We are also concerned about the proposal to include information on ‘students
continuing/completing/leaving without awards’. Most institutions have students who
transfer from one programme to another, where, without an accompanying
explanation, the programme might appear to have lost a large number of students
where this is not the case. There may also be reasons unrelated to student
satisfaction with the programme that affect their departure (eg. financial reasons,
personal issues, non-continuation due to legal constraints (eg. visa expiry)). There
are students who do not leave but repeat and students who finish their registration
without an award but who achieve it in the next year while not in attendance. How
would these situations be captured?
Employment, salary and destination data would be meaningless at
programme level, because samples would be too low. We would suggest that data for
a sample of fewer than 100 respondents should NOT be provided, or should be
provided with a health warning stating ‘small sample’.
Do you agree that the list of items for the information set should be maintained on
HEFCE’s web-site and updated as necessary on advice from HEPISG and QHE Group?
We agree that this seems appropriate.
Do you agree that student unions should be able to nominate one optional question
bank in their institution’s NSS each year?
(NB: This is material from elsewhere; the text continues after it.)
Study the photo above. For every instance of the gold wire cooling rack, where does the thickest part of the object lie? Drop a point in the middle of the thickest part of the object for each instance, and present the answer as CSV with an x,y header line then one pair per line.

We understand that this is intended to encourage HEIs to take up the optional
questions (only half do at present) and to help student unions to increase student
involvement with the NSS. Reluctance on the part of an HEI to do this could make it
appear unwilling to engage with students. However, we would like to note that an HEI
could be justified in not taking up the optional questions on the grounds that the value
added by the additional data provided might not justify the additional resource
required for its analysis. However, UCL would wish to encourage any proposal which
leads to greater student involvement with the NSS and therefore we have no
objection to this.
Do you have any other comments on the proposals in this document, or further
suggestions for what we might do?
See our introductory comments at paragraphs 1 and 2 above.
On the issue of comparability of NSS data, the Institute of Education research
warns that simplistic comparisons between different HEIs do not take into account
varying subject mix and student profiles1. HEFCE intends to change the format of
publishing 2011 data to avoid such comparisons being made. HEFCE recognises the
validity of careful comparison of the same subject areas at different HEIs, but states
that it is not valid to compare different subject areas or to ‘construct league tables of
institutions’ (paragraph 124). It has endorsed the Institute of Education’s suggestion
(Annex B, Recc. 5) that guidance on appropriate use for the results be widely
available. This is not inconsistent with HEFCE’s previous statements on using the
NSS in league tables, but is perhaps its strongest indication to date that the survey
should not be used for these purposes.
We are concerned that some of the information made available would be
effectively a set of content-free platitudes, much of it unverifiable (such as mission
statements). We would also reiterate that some potentially useful information would
be statistically meaningless at programme level because it would be drawn from small
Enhancing and Developing the National Student Survey: Report to HEFCE by the Centre for Higher
Education Studies at the Institute of Education (paragraph16.3).